The WTA regular season came to a close last weekend, and it was a couple of familiar faces that scored much-needed wins as they look to put themselves in a position to climb back up the rankings in 2013. American Venus Williams secured her first title in two years with her win Luxembourg. Her tennis wasn’t always the prettiest at times, but sometimes grinding out a win means a lot more than steamrolling the competition. That same sentiment holds true for Caroline Wozniacki, who earned her second title of the year with her victory over Sam Stosur in Moscow. The good news for Wozniacki is that she still has the opportunity to play one more time in 2012 in the WTA’s (pointless) Tournament of Champions. With a good showing there, the Dane could find herself back in the Top 10 and in an even better position to plan an assault back up the rankings next season.
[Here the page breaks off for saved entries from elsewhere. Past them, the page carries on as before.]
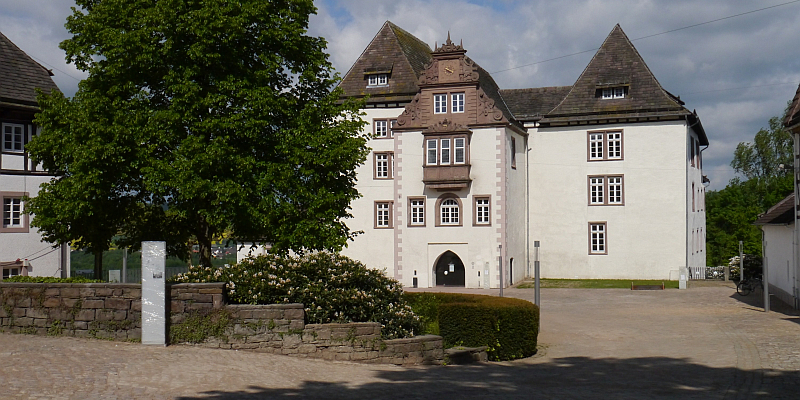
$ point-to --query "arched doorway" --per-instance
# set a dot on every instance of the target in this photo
(449, 270)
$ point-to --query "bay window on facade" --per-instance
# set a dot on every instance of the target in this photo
(605, 145)
(606, 190)
(416, 211)
(597, 238)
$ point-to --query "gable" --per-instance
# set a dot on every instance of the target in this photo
(394, 52)
(793, 117)
(616, 64)
(21, 75)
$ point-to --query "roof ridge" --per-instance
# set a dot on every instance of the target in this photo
(646, 67)
(49, 72)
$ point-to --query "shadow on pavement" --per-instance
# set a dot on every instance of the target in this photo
(756, 301)
(564, 378)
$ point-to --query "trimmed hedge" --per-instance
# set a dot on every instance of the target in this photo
(508, 327)
(49, 279)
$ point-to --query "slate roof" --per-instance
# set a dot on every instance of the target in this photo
(793, 117)
(616, 63)
(20, 75)
(780, 213)
(395, 50)
(489, 86)
(532, 104)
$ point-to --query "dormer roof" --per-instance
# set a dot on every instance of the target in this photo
(793, 117)
(21, 75)
(395, 52)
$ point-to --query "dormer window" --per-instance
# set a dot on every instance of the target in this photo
(613, 93)
(378, 80)
(12, 137)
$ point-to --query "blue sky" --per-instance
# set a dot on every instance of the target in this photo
(737, 72)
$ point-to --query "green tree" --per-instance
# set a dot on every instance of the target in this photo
(222, 117)
(766, 164)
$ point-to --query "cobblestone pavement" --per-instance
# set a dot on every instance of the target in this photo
(699, 343)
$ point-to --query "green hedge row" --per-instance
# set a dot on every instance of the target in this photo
(49, 279)
(508, 327)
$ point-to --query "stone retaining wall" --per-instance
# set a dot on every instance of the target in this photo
(113, 311)
(99, 310)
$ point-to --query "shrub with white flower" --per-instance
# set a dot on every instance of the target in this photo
(332, 288)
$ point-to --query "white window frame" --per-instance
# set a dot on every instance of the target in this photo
(605, 145)
(614, 145)
(381, 128)
(445, 152)
(12, 138)
(383, 165)
(440, 103)
(616, 192)
(13, 218)
(597, 186)
(596, 146)
(459, 144)
(613, 93)
(457, 102)
(606, 190)
(449, 212)
(432, 152)
(378, 80)
(598, 238)
(482, 210)
(416, 211)
(383, 214)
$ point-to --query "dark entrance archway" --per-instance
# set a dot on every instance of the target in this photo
(449, 270)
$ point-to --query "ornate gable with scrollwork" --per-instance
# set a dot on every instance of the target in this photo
(452, 89)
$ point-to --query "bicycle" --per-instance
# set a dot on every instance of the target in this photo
(749, 285)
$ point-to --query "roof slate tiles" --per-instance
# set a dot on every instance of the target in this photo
(793, 117)
(616, 63)
(532, 104)
(392, 49)
(21, 75)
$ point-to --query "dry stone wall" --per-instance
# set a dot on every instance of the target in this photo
(200, 315)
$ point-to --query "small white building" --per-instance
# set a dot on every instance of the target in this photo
(464, 177)
(778, 249)
(22, 251)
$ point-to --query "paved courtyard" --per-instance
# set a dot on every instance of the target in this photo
(704, 342)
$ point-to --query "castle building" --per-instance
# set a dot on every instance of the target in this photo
(22, 251)
(465, 179)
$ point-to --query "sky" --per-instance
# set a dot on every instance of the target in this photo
(736, 66)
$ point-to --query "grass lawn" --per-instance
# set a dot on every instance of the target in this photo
(597, 283)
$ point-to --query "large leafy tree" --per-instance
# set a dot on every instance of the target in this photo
(766, 165)
(197, 118)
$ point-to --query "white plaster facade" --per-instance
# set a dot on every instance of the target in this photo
(540, 192)
(22, 251)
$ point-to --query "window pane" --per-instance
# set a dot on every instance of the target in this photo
(382, 165)
(458, 102)
(615, 145)
(460, 147)
(439, 104)
(431, 152)
(596, 146)
(445, 151)
(380, 128)
(615, 190)
(449, 212)
(596, 190)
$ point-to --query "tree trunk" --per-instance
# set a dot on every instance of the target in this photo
(98, 264)
(204, 244)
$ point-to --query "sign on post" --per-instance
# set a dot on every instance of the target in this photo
(154, 305)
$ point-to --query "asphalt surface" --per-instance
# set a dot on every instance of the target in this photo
(700, 343)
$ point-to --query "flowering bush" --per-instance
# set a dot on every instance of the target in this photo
(332, 288)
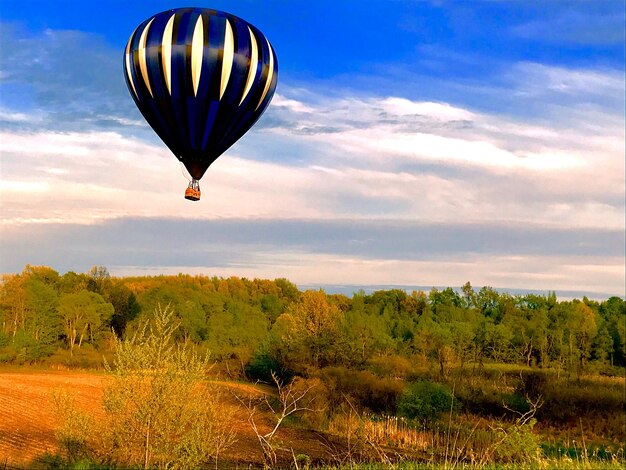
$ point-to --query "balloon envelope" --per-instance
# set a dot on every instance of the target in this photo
(201, 78)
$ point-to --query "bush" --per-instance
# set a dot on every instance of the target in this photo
(363, 389)
(262, 365)
(426, 401)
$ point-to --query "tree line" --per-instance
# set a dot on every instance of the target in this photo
(258, 326)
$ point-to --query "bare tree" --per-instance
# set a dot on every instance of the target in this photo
(290, 400)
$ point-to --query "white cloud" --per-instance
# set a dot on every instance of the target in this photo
(364, 157)
(594, 274)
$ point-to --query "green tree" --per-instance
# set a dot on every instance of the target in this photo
(82, 315)
(160, 412)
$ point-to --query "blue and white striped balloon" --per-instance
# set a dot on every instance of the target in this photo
(201, 78)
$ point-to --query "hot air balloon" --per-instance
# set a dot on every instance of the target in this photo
(201, 78)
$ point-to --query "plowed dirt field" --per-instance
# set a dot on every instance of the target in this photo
(28, 422)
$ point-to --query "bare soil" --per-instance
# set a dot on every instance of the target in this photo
(28, 421)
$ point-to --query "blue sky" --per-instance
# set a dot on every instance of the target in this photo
(409, 143)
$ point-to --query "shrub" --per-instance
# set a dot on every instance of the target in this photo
(426, 401)
(262, 365)
(363, 389)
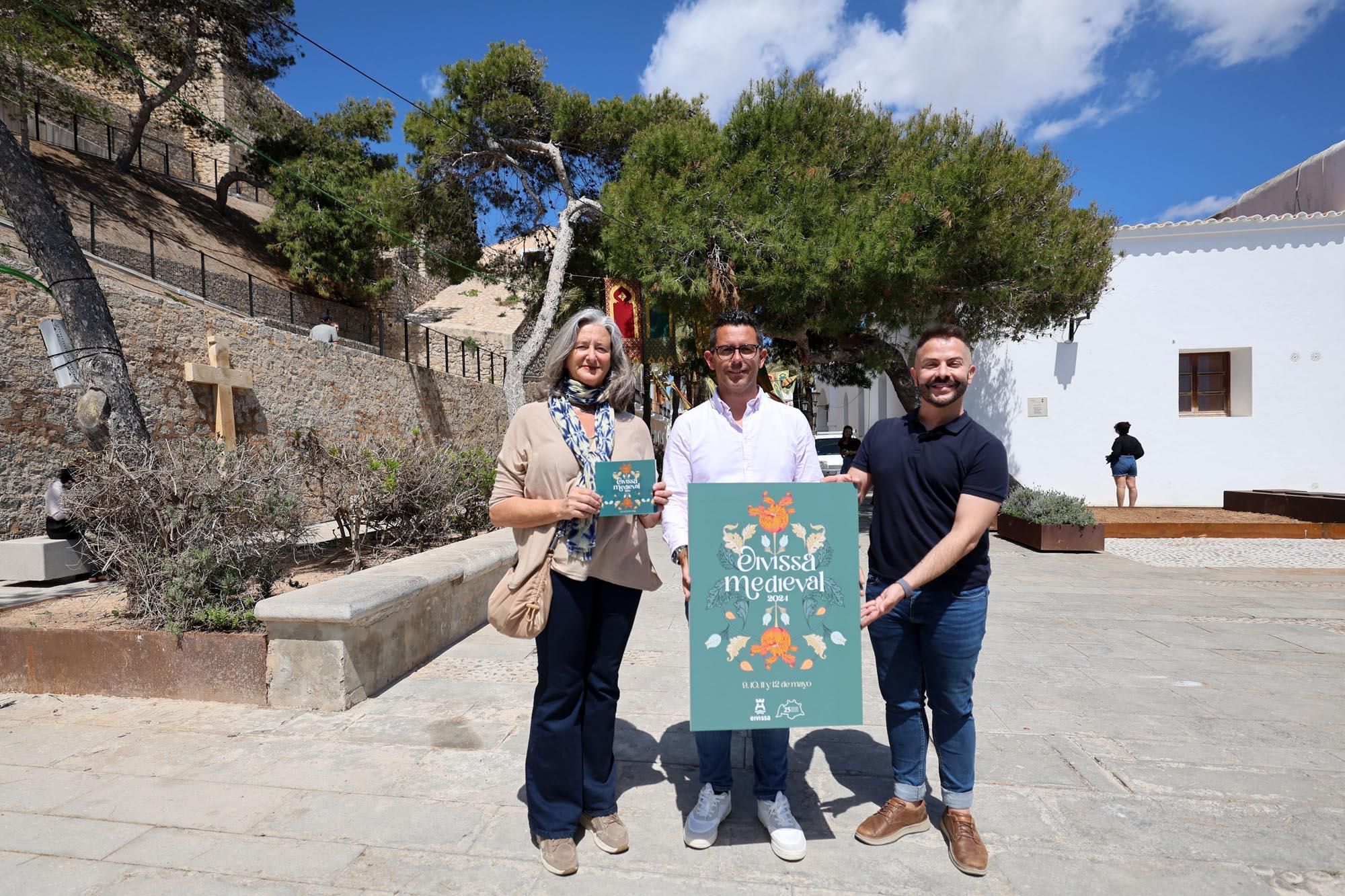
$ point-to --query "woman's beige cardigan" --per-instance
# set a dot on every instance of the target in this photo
(535, 462)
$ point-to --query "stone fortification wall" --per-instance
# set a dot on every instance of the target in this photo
(299, 384)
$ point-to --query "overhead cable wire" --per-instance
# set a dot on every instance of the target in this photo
(422, 107)
(237, 139)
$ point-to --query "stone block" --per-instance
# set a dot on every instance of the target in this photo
(40, 559)
(336, 643)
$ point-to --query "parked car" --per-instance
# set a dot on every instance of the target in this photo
(829, 451)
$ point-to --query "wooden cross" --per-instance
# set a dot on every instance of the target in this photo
(225, 380)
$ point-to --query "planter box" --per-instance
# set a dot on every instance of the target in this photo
(228, 667)
(1065, 538)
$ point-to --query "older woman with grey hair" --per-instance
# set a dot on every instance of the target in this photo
(544, 490)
After showing so much promise in 2011, Petra Kvitova’s 2012 campaign is going out with a whimper as she was forced to withdraw from Istanbul. After losing her opening match to Radwanska on a poor performance she initially chalked up to nerves, Kvitova later learned it was an illness that has since put her on bed rest, though she’s still hoping to salvage her 2012 by leading her nation to a second consecutive Fed Cup title. But bottom line whether she competes in the Fed Cup final or not, Kvitova needs to get in better shape. Things like asthma may not totally be in her control, but better managing her fitness would help her avoid some of the injuries and likely some of the illnesses that have plagued her in 2012. Putting in the physical work is also apt to help the mental side of her game. As shown in 2011, she has the tools and power to take her to the top, but as in 2012, she’s proven that doesn’t amount to much when there are deficiencies in the physical and mental departments. She needs to right the ship or she may be headed the wrong way in the rankings.
Call it a Season
It wasn’t shocking when it was announced just yesterday that Rafael Nadal has pulled out of the two remaining events of the ATP season. But it is a little puzzling that he hasn’t yet ruled himself out of the Davis Cup final. It’s understandable that Nadal would like the opportunity to contribute to what may be a potentially winning effort by Spain against the Czech Republic in the Davis Cup final next month, but it would likely be best for everyone involved if he would just call it a season and look to 2013. By not doing so, he’s putting Captain Alex Corretja in a potentially difficult position of possibly having to make an unpopular decision if he feels Nadal isn’t ready to go and opts to leave him off the team, even if Nadal declares himself fit. Additionally, Nadal himself has admitted you could argue it wouldn’t be right to drop one of the other guys in favor of Nadal when that player put in the work to get Spain to the final. Then there’s Nadal’s health. He’s already stressed that he’s targeting the Australian Open and hopes to be fit and ready to go for the first major of next season. If he’s still working his way back, why return to the hard courts in the Davis Cup final when he could continue to rest those knees for nearly another month and a half? Tennis would love to have Nadal back and ready to go, so hopefully he won’t risk it by jumping the gun. Besides, with the depth of talent Spain possesses, Nadal is likely to have other opportunities to play for yet another Davis Cup championship.